- Also known as: Alaché
- Born: Anne Alaché Jon Ode November 5, 1982 (age 43) Nigeria
- Origin: Fairfax, Virginia
- Genres: Christian R&B, Christian pop, contemporary R&B, urban contemporary gospel
- Occupation(s): Singer, songwriter
- Instrument: Vocals
- Years active: 2005–present
- Labels: Naava, M.A.D.E.
- Website: alache.com

= Alaché =

Nigerian-American Christian musician (born 1982)

Anne Alaché Jon Ode (born November 5, 1982), who goes by the stage name Alaché, is a Nigerian-American Christian musician and Christian R&B recording artist from Fairfax, Virginia, who plays a Christian pop style of contemporary R&B and urban contemporary gospel music. She released, The Chronicles of the Mrs., an extended play, in 2015, with M.A.D.E. Entertainment.

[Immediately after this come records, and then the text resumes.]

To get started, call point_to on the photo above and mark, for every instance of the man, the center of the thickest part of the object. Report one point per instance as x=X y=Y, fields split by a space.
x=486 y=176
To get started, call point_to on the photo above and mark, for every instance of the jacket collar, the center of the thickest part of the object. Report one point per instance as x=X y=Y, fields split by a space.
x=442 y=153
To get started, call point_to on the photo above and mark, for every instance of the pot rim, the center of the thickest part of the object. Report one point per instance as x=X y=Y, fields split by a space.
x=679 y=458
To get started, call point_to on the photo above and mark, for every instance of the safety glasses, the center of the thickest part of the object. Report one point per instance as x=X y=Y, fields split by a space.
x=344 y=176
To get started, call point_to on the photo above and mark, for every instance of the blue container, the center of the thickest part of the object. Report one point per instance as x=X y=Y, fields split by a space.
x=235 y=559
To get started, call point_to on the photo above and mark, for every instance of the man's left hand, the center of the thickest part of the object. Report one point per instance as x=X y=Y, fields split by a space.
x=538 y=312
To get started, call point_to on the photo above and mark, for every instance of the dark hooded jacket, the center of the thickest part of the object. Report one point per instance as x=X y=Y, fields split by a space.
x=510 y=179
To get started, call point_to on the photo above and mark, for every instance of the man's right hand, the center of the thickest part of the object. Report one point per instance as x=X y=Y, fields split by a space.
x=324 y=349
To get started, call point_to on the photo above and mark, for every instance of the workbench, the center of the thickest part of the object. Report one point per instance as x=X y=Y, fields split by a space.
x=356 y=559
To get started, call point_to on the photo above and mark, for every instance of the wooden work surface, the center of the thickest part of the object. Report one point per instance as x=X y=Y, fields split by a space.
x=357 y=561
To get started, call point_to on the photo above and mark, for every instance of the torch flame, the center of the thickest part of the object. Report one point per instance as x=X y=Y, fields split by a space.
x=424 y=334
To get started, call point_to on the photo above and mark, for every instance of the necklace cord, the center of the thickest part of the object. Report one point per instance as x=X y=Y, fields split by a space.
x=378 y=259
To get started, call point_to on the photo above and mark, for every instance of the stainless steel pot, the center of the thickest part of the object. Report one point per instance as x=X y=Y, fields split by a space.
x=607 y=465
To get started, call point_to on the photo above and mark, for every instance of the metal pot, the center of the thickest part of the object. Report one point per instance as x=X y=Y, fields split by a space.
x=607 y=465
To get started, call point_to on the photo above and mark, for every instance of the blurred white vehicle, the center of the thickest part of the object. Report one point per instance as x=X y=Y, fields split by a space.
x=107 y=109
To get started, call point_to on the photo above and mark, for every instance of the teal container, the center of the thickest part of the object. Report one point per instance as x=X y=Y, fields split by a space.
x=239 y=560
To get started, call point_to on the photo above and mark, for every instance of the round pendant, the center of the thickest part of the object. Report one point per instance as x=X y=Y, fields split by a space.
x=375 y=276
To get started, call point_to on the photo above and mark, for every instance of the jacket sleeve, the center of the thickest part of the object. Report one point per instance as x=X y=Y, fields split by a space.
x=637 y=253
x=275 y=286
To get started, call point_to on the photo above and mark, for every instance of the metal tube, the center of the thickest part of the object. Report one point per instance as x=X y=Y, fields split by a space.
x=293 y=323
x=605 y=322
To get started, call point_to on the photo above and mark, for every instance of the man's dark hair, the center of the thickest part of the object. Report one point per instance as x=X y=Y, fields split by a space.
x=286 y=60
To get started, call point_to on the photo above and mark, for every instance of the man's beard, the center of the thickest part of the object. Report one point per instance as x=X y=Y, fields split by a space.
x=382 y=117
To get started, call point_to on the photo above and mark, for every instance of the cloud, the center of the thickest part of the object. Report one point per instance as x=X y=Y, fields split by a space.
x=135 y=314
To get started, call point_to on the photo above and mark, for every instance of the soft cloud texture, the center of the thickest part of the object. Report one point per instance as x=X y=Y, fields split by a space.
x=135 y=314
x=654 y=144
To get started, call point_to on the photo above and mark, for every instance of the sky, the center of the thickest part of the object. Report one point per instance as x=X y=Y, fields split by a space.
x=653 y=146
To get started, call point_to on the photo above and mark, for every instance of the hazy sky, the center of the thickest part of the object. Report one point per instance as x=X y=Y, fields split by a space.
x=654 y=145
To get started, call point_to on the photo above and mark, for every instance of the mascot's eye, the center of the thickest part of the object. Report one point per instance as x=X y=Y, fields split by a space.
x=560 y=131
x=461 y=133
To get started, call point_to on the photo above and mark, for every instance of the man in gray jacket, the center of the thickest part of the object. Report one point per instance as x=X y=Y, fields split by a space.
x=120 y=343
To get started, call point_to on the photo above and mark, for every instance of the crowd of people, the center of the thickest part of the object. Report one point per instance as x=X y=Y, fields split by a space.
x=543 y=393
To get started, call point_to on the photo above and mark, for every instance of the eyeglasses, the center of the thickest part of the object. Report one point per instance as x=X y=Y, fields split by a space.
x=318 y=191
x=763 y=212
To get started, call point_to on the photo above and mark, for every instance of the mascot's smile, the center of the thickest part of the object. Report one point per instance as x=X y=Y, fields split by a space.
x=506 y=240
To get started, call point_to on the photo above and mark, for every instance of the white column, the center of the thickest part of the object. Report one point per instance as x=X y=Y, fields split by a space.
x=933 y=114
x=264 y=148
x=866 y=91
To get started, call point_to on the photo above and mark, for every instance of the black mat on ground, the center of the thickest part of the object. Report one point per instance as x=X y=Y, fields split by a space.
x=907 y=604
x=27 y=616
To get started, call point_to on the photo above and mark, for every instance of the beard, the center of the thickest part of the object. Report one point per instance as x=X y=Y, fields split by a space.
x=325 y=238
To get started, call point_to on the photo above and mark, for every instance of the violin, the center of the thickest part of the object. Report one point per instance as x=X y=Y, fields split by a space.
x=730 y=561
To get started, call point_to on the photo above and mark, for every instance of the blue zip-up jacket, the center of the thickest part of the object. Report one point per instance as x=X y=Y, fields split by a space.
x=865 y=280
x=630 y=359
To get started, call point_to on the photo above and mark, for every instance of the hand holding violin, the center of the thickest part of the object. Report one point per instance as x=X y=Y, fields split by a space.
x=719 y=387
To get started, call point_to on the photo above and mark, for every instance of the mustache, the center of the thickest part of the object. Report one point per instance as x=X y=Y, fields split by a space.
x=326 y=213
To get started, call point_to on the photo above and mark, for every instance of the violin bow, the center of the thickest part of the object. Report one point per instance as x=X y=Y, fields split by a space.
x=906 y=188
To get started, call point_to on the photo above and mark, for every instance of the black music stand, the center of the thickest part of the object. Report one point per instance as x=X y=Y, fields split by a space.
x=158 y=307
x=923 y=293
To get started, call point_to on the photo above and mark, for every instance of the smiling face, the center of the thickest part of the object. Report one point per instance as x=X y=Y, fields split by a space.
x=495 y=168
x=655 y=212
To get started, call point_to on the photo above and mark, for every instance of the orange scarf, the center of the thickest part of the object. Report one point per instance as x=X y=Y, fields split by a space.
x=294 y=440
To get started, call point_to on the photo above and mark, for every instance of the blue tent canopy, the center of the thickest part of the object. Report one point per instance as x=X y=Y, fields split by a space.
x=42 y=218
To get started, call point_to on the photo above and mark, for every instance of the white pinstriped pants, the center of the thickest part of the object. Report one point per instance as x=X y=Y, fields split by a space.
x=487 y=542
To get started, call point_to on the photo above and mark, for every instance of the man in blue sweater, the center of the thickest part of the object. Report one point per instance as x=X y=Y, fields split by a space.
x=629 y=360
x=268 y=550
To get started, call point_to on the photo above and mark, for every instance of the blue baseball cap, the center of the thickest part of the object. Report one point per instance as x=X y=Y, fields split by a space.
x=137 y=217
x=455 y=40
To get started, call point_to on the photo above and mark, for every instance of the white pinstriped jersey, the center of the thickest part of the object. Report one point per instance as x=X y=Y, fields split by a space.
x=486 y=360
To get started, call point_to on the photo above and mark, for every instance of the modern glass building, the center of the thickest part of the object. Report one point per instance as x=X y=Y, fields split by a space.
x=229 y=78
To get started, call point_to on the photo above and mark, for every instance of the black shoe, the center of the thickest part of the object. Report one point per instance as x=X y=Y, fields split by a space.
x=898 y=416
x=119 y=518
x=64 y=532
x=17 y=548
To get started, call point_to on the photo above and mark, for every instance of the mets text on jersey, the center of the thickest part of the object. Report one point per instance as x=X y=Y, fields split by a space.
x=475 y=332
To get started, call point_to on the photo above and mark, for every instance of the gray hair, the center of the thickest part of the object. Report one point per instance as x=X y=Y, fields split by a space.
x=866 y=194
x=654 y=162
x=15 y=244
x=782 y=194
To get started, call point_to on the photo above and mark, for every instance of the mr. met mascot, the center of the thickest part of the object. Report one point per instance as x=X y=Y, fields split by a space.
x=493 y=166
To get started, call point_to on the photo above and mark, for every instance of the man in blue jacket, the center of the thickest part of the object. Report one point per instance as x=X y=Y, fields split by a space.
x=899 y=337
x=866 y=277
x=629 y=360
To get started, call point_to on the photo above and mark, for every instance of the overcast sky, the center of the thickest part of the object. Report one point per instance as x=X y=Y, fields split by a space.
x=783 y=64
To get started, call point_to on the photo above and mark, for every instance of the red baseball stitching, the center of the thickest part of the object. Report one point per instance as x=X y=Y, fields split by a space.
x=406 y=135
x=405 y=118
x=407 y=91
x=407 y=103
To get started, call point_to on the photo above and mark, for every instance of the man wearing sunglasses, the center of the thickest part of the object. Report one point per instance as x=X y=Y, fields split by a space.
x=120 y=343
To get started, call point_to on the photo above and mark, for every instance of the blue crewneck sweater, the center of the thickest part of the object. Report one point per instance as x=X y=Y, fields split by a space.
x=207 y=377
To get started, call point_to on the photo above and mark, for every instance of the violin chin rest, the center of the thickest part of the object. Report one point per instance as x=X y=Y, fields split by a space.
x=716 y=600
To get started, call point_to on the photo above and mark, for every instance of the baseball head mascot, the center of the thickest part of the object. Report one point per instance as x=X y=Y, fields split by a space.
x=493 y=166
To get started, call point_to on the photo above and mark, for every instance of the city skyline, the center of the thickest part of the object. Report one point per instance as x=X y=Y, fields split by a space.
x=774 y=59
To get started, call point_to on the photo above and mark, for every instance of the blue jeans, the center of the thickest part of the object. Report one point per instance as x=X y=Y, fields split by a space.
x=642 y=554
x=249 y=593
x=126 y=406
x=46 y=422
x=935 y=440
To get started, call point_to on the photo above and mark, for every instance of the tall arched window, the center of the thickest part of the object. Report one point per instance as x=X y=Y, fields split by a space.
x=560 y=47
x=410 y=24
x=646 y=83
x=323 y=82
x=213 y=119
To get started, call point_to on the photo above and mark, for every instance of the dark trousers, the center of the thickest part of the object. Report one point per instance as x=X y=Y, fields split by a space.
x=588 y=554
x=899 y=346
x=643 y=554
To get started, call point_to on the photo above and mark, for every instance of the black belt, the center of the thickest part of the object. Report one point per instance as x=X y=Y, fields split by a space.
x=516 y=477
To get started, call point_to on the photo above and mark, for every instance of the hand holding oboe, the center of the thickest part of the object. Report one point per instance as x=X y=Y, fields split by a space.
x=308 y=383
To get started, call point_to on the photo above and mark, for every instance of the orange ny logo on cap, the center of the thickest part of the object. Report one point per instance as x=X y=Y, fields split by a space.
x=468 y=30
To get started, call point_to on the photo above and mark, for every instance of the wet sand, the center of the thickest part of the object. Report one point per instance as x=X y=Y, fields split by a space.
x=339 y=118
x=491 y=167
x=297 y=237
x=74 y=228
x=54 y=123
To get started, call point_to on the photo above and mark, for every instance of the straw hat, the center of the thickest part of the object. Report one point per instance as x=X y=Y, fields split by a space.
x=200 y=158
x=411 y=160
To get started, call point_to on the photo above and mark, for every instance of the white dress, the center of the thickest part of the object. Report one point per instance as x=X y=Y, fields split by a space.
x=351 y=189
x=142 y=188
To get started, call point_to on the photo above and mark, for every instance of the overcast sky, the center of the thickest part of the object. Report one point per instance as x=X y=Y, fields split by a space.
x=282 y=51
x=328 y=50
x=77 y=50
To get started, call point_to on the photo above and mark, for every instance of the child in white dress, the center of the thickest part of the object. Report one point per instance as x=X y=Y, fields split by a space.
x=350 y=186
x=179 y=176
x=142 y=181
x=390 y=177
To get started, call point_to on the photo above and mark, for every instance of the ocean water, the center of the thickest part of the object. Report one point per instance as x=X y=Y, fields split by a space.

==Early and personal life==
She was born, Anne Alaché Jon Ode, on November 5, 1982, in Nigeria, to an Air Force General father and a mother who is a fashion designer, while has since relocated to Fairfax, Virginia, where she is pursuing her music career and raising her two daughters with her husband, Audu Emmanuel Mark.

==Music career==
Her music recording career started in 2005, but she did not gain attention until 2015, with the extended play, The Chronicles of the Mrs., on November 27, 2015, from M.A.D.E. Entertainment. She has released one studio album, It Is What It Is: My Life, in 2006, with Naava Music.

==Discography==
- Studio albums
- It Is What It Is: My Life (2006, Naava)
- EPs
- The Chronicles of the Mrs. (November 27, 2015, M.A.D.E.)